Ah!...Se aquela olaria não tivesse queimado e aquêle seu apito soasse como antes,forte como urro de fera,e se a minha vila não tivesse mudado tanto,se eu não tivesse vivido tanto,juro que seria submisso ao "urro" das cinco da madrugada,pularia da cama,meio sonolento,e entre os cones de feno pelos quintais,despertaria os primeiros bem-te-vis aninhados no pé de chorão.
Pisaria as ameixas que restaram do banquete dos sanhaços e aquêle cheiro doce me entorpeceria a alma e os eucaliptos da minha rua não me iriam ver passar porque nêste dia,obedecendo ao meu decreto,não haveria aula na escolinha das Gaspar.
As chaminés das casinholas lançariam uma fumaça azulada num céu de ouro e cachorros vadios,enovelados em ressacas de boemias caninas,nem se dariam ao trabalho de levantar-se.No cumprimento de seus deveres,tão somente um latido chôco para a charrete que seguiria a caminho da cidade,carregada de leite,requeijão e queijo.A bodega de dona Tuta se abriria para o sol!...E seria um novo...Um lindo dia!...

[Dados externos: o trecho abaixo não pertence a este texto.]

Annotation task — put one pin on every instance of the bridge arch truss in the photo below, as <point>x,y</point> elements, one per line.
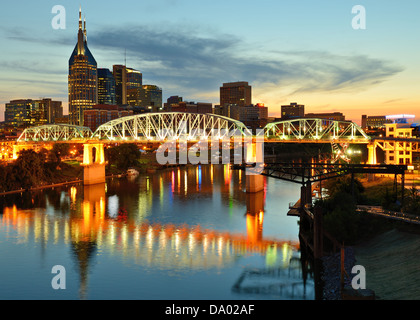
<point>316,130</point>
<point>55,132</point>
<point>170,126</point>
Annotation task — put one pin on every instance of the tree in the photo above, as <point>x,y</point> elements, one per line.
<point>58,151</point>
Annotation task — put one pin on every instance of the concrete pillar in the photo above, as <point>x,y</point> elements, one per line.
<point>254,181</point>
<point>372,153</point>
<point>255,216</point>
<point>93,163</point>
<point>318,234</point>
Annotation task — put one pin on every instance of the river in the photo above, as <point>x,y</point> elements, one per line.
<point>183,233</point>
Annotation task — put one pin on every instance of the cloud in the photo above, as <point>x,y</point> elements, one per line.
<point>188,60</point>
<point>204,62</point>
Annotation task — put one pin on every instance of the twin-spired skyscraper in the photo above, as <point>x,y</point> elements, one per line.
<point>83,77</point>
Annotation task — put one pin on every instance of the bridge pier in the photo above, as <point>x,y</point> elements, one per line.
<point>93,163</point>
<point>372,153</point>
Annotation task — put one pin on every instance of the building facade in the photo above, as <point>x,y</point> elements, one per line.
<point>402,151</point>
<point>151,98</point>
<point>25,113</point>
<point>106,87</point>
<point>292,111</point>
<point>239,93</point>
<point>101,114</point>
<point>82,79</point>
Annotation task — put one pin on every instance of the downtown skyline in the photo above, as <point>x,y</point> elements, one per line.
<point>307,53</point>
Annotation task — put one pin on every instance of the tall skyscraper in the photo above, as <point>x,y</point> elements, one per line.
<point>128,85</point>
<point>152,97</point>
<point>292,110</point>
<point>134,87</point>
<point>83,77</point>
<point>120,76</point>
<point>27,112</point>
<point>236,93</point>
<point>106,87</point>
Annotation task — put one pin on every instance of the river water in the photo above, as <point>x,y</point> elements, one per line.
<point>183,233</point>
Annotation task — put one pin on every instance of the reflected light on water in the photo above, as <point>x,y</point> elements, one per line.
<point>99,224</point>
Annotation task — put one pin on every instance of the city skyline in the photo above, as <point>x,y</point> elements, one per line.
<point>308,54</point>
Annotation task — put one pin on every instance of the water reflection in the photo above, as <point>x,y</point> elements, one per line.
<point>141,221</point>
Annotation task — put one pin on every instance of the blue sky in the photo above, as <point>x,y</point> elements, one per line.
<point>289,51</point>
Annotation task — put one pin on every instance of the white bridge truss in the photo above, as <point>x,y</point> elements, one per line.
<point>55,132</point>
<point>316,130</point>
<point>194,126</point>
<point>170,126</point>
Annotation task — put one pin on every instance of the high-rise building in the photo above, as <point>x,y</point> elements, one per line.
<point>236,93</point>
<point>27,112</point>
<point>106,87</point>
<point>292,111</point>
<point>151,97</point>
<point>120,76</point>
<point>83,77</point>
<point>128,85</point>
<point>134,86</point>
<point>102,113</point>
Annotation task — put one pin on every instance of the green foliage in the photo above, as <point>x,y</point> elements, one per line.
<point>58,151</point>
<point>33,169</point>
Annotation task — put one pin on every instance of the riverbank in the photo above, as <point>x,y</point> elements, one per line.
<point>391,261</point>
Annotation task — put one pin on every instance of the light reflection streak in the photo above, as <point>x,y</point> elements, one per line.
<point>167,246</point>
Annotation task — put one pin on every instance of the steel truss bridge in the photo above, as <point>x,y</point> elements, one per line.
<point>304,173</point>
<point>314,130</point>
<point>55,132</point>
<point>164,126</point>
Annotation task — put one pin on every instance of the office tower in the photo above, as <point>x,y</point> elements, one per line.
<point>83,78</point>
<point>134,86</point>
<point>16,111</point>
<point>254,116</point>
<point>100,114</point>
<point>235,93</point>
<point>24,113</point>
<point>128,85</point>
<point>106,87</point>
<point>120,76</point>
<point>151,97</point>
<point>292,111</point>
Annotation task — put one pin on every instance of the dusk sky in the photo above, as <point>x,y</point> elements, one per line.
<point>289,51</point>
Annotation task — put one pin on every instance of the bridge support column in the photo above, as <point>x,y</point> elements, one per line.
<point>254,216</point>
<point>318,234</point>
<point>93,163</point>
<point>254,181</point>
<point>372,153</point>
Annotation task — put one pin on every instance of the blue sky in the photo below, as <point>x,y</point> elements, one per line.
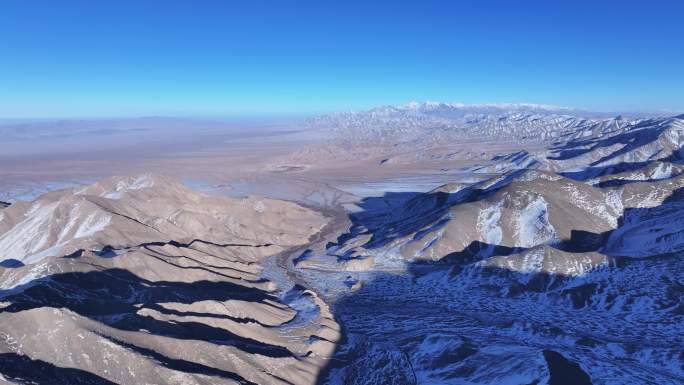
<point>228,58</point>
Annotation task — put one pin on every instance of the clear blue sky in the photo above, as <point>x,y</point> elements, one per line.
<point>167,57</point>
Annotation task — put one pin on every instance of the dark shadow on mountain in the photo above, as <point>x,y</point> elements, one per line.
<point>181,365</point>
<point>115,296</point>
<point>22,369</point>
<point>398,214</point>
<point>387,354</point>
<point>640,134</point>
<point>564,372</point>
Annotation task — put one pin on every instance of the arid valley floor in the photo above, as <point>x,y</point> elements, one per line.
<point>428,243</point>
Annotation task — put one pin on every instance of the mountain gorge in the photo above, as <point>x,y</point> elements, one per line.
<point>552,255</point>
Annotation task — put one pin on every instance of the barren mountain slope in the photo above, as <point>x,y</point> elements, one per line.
<point>141,280</point>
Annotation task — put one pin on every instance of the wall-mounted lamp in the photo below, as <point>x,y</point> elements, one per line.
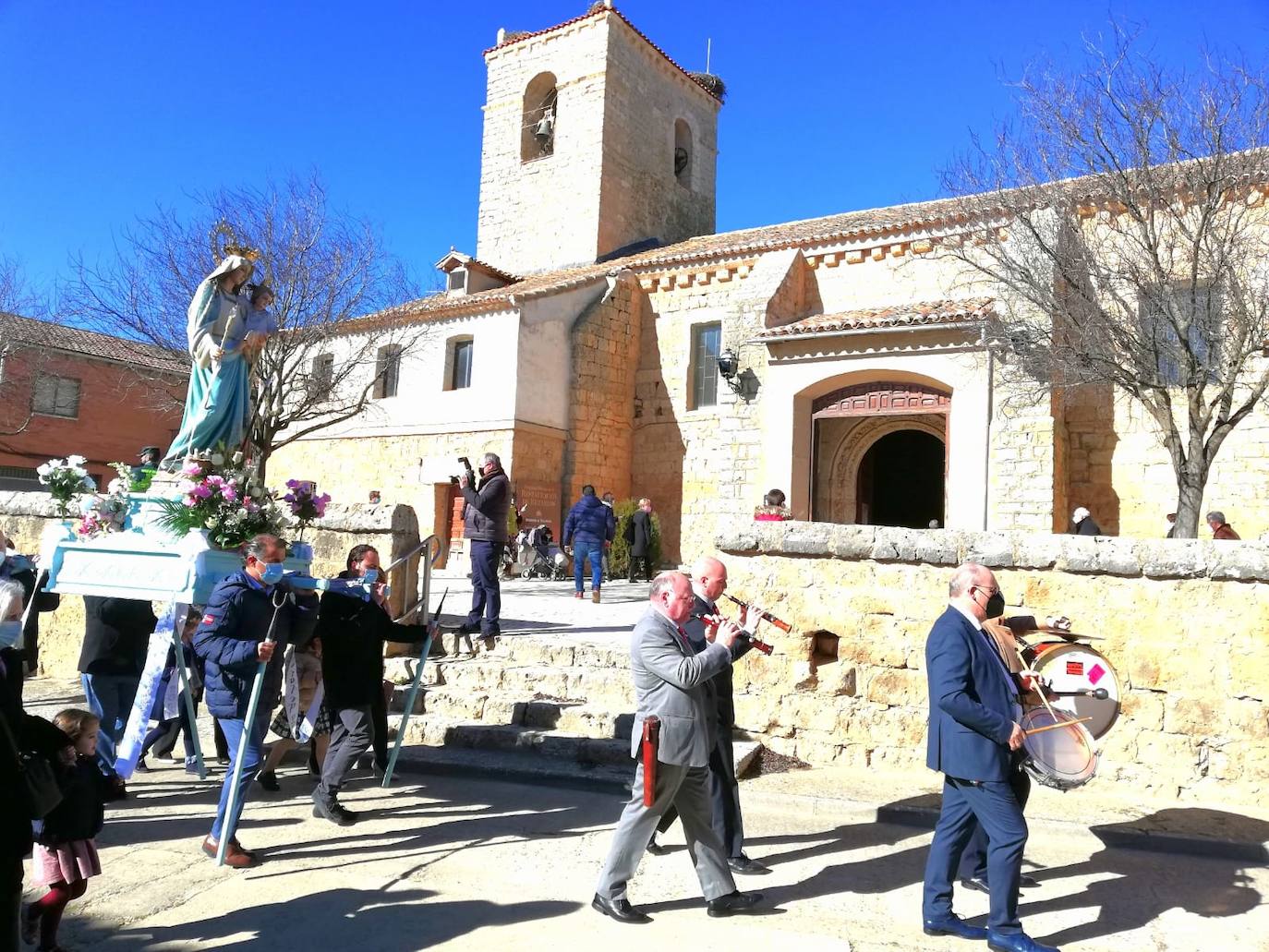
<point>729,366</point>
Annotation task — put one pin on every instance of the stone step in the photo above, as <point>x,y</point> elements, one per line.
<point>586,718</point>
<point>494,674</point>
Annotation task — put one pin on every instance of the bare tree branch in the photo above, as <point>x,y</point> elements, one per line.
<point>1123,223</point>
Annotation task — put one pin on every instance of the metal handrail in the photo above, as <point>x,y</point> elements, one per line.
<point>425,589</point>
<point>415,551</point>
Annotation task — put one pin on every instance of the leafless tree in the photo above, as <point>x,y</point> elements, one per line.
<point>324,265</point>
<point>1122,220</point>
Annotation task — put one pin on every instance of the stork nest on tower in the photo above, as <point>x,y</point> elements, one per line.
<point>713,85</point>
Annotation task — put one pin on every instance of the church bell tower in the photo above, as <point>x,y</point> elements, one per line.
<point>594,141</point>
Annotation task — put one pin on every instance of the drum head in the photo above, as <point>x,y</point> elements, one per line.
<point>1064,756</point>
<point>1080,668</point>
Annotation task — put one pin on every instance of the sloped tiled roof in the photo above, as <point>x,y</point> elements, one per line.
<point>60,336</point>
<point>930,312</point>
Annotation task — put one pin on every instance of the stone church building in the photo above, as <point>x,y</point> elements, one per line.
<point>603,332</point>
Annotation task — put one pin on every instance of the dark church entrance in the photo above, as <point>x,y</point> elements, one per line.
<point>901,481</point>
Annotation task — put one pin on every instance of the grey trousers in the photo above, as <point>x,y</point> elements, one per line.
<point>688,789</point>
<point>350,734</point>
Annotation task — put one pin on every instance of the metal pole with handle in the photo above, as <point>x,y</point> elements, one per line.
<point>248,731</point>
<point>413,694</point>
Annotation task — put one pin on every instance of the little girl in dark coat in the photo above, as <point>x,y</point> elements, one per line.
<point>65,850</point>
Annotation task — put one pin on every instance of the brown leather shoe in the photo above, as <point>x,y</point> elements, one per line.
<point>234,856</point>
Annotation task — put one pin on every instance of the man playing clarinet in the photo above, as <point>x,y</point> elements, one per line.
<point>708,583</point>
<point>672,765</point>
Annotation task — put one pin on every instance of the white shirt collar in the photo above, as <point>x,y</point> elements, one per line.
<point>973,621</point>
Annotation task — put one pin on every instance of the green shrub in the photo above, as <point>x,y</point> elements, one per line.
<point>618,559</point>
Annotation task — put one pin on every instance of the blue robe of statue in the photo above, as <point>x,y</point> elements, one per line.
<point>219,402</point>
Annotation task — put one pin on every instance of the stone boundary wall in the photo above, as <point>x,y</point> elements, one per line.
<point>1186,626</point>
<point>393,529</point>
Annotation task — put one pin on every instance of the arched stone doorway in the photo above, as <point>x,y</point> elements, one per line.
<point>879,454</point>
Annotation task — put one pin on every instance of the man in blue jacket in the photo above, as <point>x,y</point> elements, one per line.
<point>231,640</point>
<point>974,726</point>
<point>589,527</point>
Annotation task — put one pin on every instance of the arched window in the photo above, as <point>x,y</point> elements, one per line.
<point>683,152</point>
<point>538,124</point>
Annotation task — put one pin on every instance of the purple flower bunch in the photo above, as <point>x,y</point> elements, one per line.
<point>305,503</point>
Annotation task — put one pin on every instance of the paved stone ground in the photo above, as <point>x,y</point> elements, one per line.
<point>475,863</point>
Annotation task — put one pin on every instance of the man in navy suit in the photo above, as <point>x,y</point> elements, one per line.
<point>973,728</point>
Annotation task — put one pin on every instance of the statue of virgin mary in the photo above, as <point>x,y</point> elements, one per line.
<point>219,403</point>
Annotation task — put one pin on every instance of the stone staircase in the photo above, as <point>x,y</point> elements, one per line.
<point>566,705</point>
<point>539,694</point>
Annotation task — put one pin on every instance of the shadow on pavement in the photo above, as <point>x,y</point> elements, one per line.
<point>1130,894</point>
<point>369,921</point>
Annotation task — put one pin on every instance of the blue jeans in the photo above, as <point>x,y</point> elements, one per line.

Ah!...Se o incêndio não lhe tivesse devorado,e o tempo não tivesse passado,você "urraria" às dez e meia e traria o bom velhinho sorveteiro com aquela sua gaiota colorida e a piazada correria até a ponte do rio das Antas e trocaria garrafas por sorvetes.E as águas do rio uma vez mais a cruzariam e límpidas lavariam o seio das avencas;saciariam a sêde do animal condutor do sorveteiro.E os sorvetes saciariam a nossa sêde de sonhos,de esperanças...Então,ouviríamos a voz trêmula do velhinho enquanto tomávamos sorvetes feitos com maestria pela mais famosa sorveteria da cidade.
Ah!...Se isso tudo não fosse apenas "imagem congelada" de um tempo que ungiu amizades ao sabor de groselha,na cabeceira de uma ponte que hoje assiste a passagem tristonha de águas poluídas que não conhecem avencas.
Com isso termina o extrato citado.